In #14, we simplify both equations and find their slopes are 4/3 and -3/4 — negative reciprocals, hence perpendicular. In #15, the slopes 5 and -1/5 also show a perpendicular relationship. But in #16, after simplifying, we get slopes -5/3 and -3/5 — not reciprocals or equal, so the lines are neither.
In #17, both simplified equations have slope 1/3 → parallel.

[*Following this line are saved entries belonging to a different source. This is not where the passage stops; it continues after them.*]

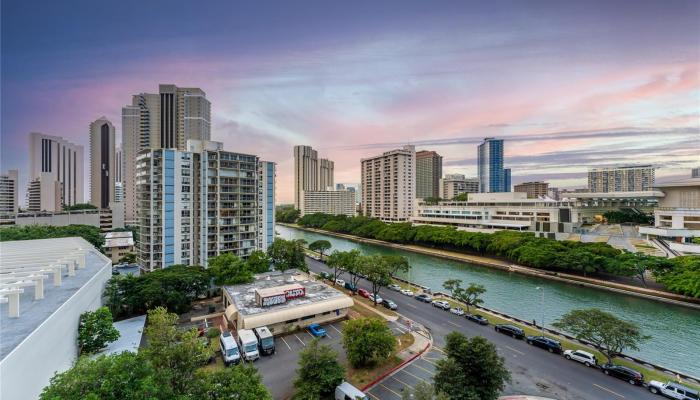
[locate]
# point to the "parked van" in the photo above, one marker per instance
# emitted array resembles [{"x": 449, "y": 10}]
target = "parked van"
[
  {"x": 346, "y": 391},
  {"x": 229, "y": 349},
  {"x": 266, "y": 342},
  {"x": 249, "y": 344}
]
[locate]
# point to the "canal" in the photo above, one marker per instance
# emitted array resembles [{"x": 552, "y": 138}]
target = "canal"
[{"x": 675, "y": 330}]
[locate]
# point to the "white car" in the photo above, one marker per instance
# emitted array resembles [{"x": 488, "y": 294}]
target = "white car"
[
  {"x": 457, "y": 311},
  {"x": 581, "y": 356}
]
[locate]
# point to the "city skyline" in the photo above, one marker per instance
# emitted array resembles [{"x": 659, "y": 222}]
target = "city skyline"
[{"x": 567, "y": 86}]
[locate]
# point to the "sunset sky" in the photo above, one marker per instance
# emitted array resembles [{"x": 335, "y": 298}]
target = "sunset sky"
[{"x": 568, "y": 86}]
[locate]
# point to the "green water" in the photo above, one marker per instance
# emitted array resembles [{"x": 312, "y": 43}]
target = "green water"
[{"x": 675, "y": 330}]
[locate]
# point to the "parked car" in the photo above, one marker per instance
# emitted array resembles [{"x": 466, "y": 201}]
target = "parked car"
[
  {"x": 441, "y": 304},
  {"x": 389, "y": 304},
  {"x": 543, "y": 342},
  {"x": 673, "y": 390},
  {"x": 424, "y": 298},
  {"x": 457, "y": 311},
  {"x": 581, "y": 356},
  {"x": 626, "y": 374},
  {"x": 317, "y": 330},
  {"x": 479, "y": 319},
  {"x": 510, "y": 330}
]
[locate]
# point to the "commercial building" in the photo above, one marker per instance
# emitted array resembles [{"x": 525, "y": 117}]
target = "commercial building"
[
  {"x": 455, "y": 184},
  {"x": 102, "y": 163},
  {"x": 626, "y": 178},
  {"x": 57, "y": 165},
  {"x": 489, "y": 212},
  {"x": 533, "y": 189},
  {"x": 493, "y": 178},
  {"x": 42, "y": 295},
  {"x": 9, "y": 187},
  {"x": 677, "y": 218},
  {"x": 388, "y": 185},
  {"x": 428, "y": 174},
  {"x": 283, "y": 302},
  {"x": 167, "y": 119},
  {"x": 336, "y": 202},
  {"x": 197, "y": 204}
]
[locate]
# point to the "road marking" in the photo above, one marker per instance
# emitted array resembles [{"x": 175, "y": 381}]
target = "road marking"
[
  {"x": 517, "y": 351},
  {"x": 382, "y": 385},
  {"x": 285, "y": 342},
  {"x": 608, "y": 390}
]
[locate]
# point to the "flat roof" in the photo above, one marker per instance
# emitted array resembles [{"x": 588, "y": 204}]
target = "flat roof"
[
  {"x": 243, "y": 296},
  {"x": 27, "y": 255}
]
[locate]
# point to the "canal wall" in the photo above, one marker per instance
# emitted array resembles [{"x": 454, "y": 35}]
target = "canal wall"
[{"x": 646, "y": 293}]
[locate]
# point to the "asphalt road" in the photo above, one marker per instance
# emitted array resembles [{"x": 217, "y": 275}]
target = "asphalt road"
[{"x": 534, "y": 371}]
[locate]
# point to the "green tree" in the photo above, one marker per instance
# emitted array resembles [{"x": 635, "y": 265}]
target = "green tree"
[
  {"x": 609, "y": 334},
  {"x": 367, "y": 341},
  {"x": 124, "y": 376},
  {"x": 95, "y": 330},
  {"x": 228, "y": 269},
  {"x": 241, "y": 382},
  {"x": 472, "y": 370},
  {"x": 320, "y": 246},
  {"x": 174, "y": 352},
  {"x": 319, "y": 372}
]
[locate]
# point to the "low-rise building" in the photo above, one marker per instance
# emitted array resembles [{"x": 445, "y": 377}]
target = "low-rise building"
[
  {"x": 46, "y": 285},
  {"x": 283, "y": 302}
]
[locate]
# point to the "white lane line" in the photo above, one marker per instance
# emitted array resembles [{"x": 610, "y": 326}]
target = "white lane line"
[
  {"x": 285, "y": 342},
  {"x": 517, "y": 351},
  {"x": 608, "y": 390}
]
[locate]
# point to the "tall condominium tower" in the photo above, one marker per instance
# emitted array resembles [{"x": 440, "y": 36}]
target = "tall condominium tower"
[
  {"x": 102, "y": 163},
  {"x": 389, "y": 184},
  {"x": 626, "y": 178},
  {"x": 428, "y": 174},
  {"x": 492, "y": 176},
  {"x": 58, "y": 165},
  {"x": 161, "y": 120},
  {"x": 9, "y": 197}
]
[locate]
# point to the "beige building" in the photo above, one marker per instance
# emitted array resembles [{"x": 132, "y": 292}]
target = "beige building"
[
  {"x": 533, "y": 189},
  {"x": 626, "y": 178},
  {"x": 428, "y": 174},
  {"x": 160, "y": 120},
  {"x": 102, "y": 163},
  {"x": 388, "y": 185},
  {"x": 336, "y": 202},
  {"x": 455, "y": 184},
  {"x": 9, "y": 187}
]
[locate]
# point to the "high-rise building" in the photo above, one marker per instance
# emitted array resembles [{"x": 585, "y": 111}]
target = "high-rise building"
[
  {"x": 493, "y": 177},
  {"x": 52, "y": 160},
  {"x": 388, "y": 184},
  {"x": 626, "y": 178},
  {"x": 455, "y": 184},
  {"x": 102, "y": 163},
  {"x": 428, "y": 174},
  {"x": 9, "y": 186},
  {"x": 533, "y": 189},
  {"x": 199, "y": 203},
  {"x": 160, "y": 120}
]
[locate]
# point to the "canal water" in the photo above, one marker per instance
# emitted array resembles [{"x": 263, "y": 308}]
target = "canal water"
[{"x": 675, "y": 330}]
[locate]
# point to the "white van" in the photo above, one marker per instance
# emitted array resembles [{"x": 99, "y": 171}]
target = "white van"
[
  {"x": 249, "y": 344},
  {"x": 229, "y": 349},
  {"x": 346, "y": 391}
]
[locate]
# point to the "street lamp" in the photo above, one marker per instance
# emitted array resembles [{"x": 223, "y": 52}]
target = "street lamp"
[{"x": 542, "y": 307}]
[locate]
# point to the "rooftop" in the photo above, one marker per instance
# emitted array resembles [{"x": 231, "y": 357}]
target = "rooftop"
[
  {"x": 244, "y": 296},
  {"x": 38, "y": 277}
]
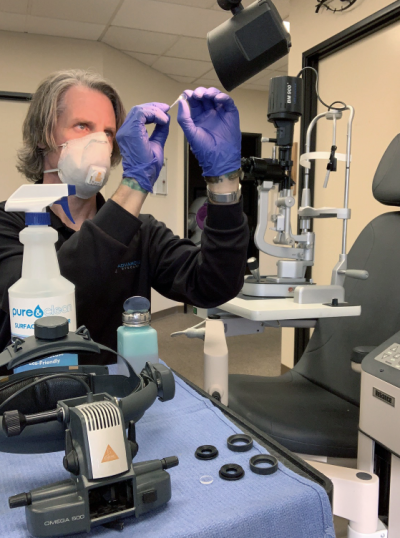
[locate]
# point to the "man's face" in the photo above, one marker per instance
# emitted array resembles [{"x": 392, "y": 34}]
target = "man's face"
[{"x": 85, "y": 111}]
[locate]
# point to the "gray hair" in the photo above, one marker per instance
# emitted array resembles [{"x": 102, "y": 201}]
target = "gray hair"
[{"x": 44, "y": 110}]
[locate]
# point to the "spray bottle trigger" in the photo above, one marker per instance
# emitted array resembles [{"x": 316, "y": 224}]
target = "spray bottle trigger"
[{"x": 63, "y": 202}]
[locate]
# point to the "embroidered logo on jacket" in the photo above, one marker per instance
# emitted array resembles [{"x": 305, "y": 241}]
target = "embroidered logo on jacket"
[{"x": 128, "y": 266}]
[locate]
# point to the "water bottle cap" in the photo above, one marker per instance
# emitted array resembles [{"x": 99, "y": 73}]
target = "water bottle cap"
[
  {"x": 136, "y": 319},
  {"x": 136, "y": 312},
  {"x": 37, "y": 219}
]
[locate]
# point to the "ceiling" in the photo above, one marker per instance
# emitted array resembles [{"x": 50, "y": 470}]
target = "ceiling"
[{"x": 168, "y": 35}]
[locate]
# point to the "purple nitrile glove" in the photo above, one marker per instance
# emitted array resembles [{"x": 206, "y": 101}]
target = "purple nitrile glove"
[
  {"x": 143, "y": 157},
  {"x": 210, "y": 121}
]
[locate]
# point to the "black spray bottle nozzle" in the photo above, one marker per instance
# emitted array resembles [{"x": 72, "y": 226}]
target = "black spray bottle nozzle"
[{"x": 63, "y": 202}]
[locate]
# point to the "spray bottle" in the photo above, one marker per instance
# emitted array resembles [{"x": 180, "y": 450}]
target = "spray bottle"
[
  {"x": 137, "y": 341},
  {"x": 41, "y": 291}
]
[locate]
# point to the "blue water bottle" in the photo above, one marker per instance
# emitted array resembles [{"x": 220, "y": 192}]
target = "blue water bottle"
[{"x": 137, "y": 341}]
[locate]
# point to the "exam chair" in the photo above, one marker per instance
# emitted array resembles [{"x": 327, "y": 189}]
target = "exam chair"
[{"x": 314, "y": 408}]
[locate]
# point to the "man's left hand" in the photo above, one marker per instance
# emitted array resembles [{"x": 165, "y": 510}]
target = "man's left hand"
[{"x": 210, "y": 121}]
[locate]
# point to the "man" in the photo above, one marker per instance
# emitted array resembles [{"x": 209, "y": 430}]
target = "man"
[{"x": 71, "y": 108}]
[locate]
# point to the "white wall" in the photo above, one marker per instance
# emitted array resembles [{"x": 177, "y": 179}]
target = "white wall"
[
  {"x": 354, "y": 75},
  {"x": 28, "y": 58}
]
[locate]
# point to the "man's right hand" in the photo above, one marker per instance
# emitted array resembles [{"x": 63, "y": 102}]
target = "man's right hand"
[{"x": 143, "y": 157}]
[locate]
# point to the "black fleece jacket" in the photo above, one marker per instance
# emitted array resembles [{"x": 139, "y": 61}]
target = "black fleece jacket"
[{"x": 116, "y": 255}]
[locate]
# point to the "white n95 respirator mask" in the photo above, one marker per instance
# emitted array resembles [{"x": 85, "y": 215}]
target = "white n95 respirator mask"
[{"x": 85, "y": 162}]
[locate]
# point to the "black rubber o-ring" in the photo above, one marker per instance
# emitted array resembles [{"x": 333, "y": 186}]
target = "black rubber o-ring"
[
  {"x": 206, "y": 452},
  {"x": 263, "y": 458},
  {"x": 236, "y": 475},
  {"x": 231, "y": 442}
]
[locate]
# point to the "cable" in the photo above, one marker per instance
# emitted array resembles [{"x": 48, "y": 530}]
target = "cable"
[
  {"x": 329, "y": 107},
  {"x": 20, "y": 391},
  {"x": 323, "y": 3}
]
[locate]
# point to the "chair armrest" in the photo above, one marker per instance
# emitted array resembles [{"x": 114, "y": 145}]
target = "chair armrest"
[{"x": 360, "y": 352}]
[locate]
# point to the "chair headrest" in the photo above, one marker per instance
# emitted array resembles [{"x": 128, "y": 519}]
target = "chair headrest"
[{"x": 386, "y": 184}]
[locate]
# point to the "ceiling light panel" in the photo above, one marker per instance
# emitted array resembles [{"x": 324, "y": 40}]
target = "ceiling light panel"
[
  {"x": 147, "y": 59},
  {"x": 138, "y": 40},
  {"x": 59, "y": 28},
  {"x": 168, "y": 18},
  {"x": 14, "y": 6},
  {"x": 190, "y": 48},
  {"x": 93, "y": 11},
  {"x": 177, "y": 66},
  {"x": 183, "y": 80},
  {"x": 12, "y": 22}
]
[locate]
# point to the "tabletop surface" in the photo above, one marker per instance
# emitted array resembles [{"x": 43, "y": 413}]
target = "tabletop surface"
[{"x": 284, "y": 504}]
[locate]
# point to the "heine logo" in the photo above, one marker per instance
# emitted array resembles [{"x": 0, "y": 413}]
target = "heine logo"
[
  {"x": 289, "y": 93},
  {"x": 63, "y": 520},
  {"x": 128, "y": 266},
  {"x": 383, "y": 397}
]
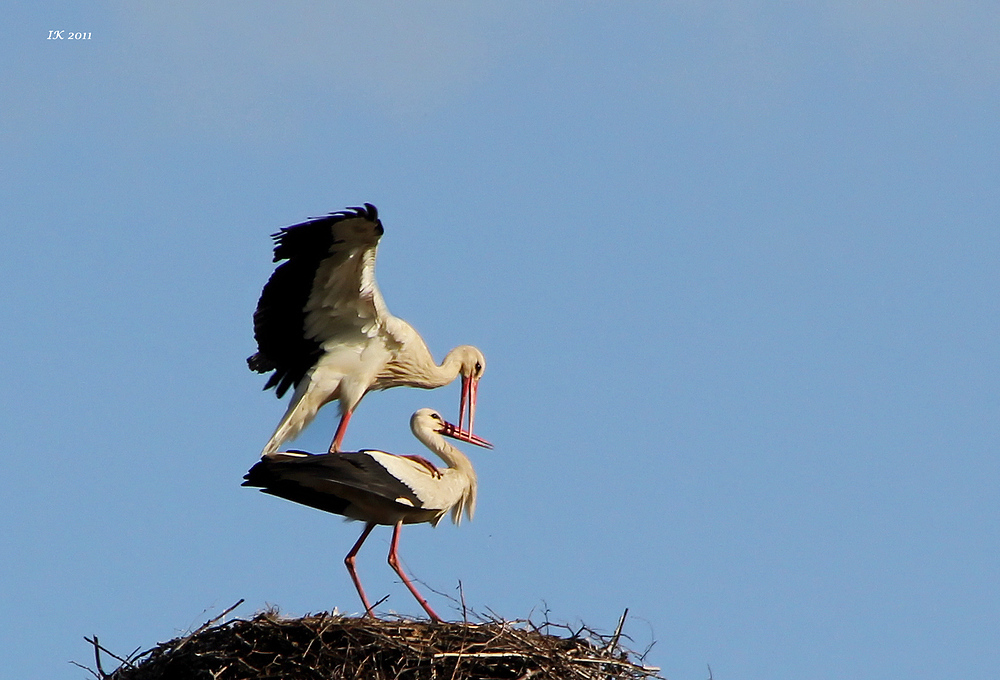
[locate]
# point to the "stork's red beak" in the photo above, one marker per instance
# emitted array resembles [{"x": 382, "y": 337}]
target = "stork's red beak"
[
  {"x": 470, "y": 388},
  {"x": 450, "y": 430}
]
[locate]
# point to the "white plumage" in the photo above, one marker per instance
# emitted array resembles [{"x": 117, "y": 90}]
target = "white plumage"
[
  {"x": 376, "y": 487},
  {"x": 322, "y": 326}
]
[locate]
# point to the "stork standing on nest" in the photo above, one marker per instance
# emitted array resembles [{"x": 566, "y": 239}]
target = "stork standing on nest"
[
  {"x": 322, "y": 325},
  {"x": 376, "y": 487}
]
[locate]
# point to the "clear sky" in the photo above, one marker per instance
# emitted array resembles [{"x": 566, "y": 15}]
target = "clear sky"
[{"x": 734, "y": 267}]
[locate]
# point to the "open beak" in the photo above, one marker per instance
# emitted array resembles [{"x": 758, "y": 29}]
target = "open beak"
[
  {"x": 470, "y": 388},
  {"x": 450, "y": 430}
]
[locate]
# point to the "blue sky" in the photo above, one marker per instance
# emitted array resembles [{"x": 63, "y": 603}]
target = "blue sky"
[{"x": 734, "y": 267}]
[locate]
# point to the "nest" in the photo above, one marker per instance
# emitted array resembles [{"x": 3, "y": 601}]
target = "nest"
[{"x": 334, "y": 647}]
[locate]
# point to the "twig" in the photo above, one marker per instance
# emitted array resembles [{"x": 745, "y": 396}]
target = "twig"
[
  {"x": 208, "y": 624},
  {"x": 618, "y": 633},
  {"x": 97, "y": 646}
]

Finally, in #18, one slope is 1 and the other -1 — classic negative reciprocals — so perpendicular.
Understanding these relationships is crucial in geometry and algebra, especially when analyzing graphs, solving systems, or working in coordinate geometry.